宮城、山形両県の蔵王山(蔵王連峰)で深刻化するアオモリトドマツの立ち枯れ被害に伴い、危機的状況に直面している樹氷の再生に取り組む官民組織の設立構想を山形側が進めている。厳冬期初踏破に成功し、蔵王の樹氷最古の写真を残した仙台市出身の実業家早川種三氏(1897~1991年)との縁から、山形の経済界は仙山連携による活動の盛り上がりを期待する。

 2020年度の設立を目指す官民組織は、「蔵王樹氷再生プロジェクト」(仮称)。山形県や山形大農学部、山形森林管理署が連携する方向で調整を始めている。

 プロジェクトは現時点で、蔵王山に自生するアオモリトドマツの苗木を収集して生育し、枯死エリアに植栽するなどの活動を想定。担い手として、市民ボランティアを広く募る方針だ。

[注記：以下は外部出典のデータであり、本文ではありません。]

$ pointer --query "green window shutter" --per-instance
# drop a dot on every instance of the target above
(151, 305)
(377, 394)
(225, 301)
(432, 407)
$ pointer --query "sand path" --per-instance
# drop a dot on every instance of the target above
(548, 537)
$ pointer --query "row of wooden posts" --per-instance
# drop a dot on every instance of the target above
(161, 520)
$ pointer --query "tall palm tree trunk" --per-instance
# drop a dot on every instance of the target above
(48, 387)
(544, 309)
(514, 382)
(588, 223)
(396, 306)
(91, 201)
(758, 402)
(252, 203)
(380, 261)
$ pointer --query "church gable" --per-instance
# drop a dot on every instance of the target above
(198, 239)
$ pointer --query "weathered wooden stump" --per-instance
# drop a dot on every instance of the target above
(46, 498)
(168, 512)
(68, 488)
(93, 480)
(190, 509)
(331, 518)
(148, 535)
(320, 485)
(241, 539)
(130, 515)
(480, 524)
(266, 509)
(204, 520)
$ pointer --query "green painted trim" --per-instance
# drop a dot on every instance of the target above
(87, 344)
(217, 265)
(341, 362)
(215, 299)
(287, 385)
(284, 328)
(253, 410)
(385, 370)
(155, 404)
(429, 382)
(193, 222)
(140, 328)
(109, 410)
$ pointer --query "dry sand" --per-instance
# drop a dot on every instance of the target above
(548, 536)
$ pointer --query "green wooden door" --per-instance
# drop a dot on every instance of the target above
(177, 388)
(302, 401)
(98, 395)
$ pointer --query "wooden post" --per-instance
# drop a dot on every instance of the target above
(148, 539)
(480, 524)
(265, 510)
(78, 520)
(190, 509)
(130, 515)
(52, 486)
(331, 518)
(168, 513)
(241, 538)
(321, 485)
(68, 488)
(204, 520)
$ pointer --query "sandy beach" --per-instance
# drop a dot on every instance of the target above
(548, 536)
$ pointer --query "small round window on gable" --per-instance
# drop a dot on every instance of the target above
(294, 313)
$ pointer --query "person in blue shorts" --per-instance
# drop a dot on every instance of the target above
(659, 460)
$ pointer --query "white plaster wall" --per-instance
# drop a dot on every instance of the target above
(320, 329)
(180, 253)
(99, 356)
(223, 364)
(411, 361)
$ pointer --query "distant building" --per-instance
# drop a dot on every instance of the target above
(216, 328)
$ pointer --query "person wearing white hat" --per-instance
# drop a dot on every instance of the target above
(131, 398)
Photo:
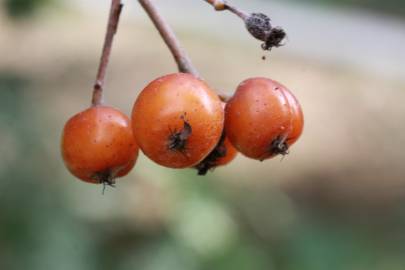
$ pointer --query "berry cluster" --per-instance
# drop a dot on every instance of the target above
(178, 121)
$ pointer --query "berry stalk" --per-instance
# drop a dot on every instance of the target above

 日本山岳会の会員で、コンクリート製品製造の前田製管(酒田市)相談役の前田直己氏(74)は「蔵王や樹氷は宮城、山形両県にとって大切な存在。再生プロジェクトには、早川氏が重きをなした仙台経済界にも関心を持ってほしい」と訴える。

 中央財界で「会社再建の神様」といわれた早川氏は、仙台放送や仙台コカ・コーラボトリングの設立にも携わった仙台経済界の重鎮。慶応大在学時の1921(大正10)年1月、同大山岳部員らと厳冬期にスキーで蔵王山の初踏破を成し遂げた。同年発行の同部年報「登高行(とこうこう)」に、蔵王で最古とされる樹氷の写真を残している。

 前田氏自身は東京の大学を卒業して七十七銀行に入行した際、都内で早川氏に面会して推薦人を引き受けてもらった経緯がある。「早川氏は山岳の話をしてくれるいいおじいちゃんだった」という。

 枯死問題を巡っては11月、宮城、山形両県関係者が集う合同検討会が初めて開かれた。前田氏は「両県民にとって歴史のある山や景観を守らなければならない。再生活動には両県の草の根の運動として市民や企業が参画するのが理想的だ」と語った。

[蔵王山のアオモリトドマツ枯死]宮城県側の刈田峠避難小屋周辺や山形県側の蔵王ロープウェイ地蔵山頂駅周辺の蔵王国定公園特別保護地区内などで発生し、トドマツノキクイムシによる食害が一因とされる。東北森林管理局の2019年度調査では、刈田峠周辺のアオモリトドマツの森林287ヘクタールのうち111ヘクタールで枯死が起き、枯死木のみのエリアが8ヘクタールあった。地蔵山頂駅周辺では76ヘクタールのうち50ヘクタールで枯死があり、枯死木のみは16ヘクタールだった。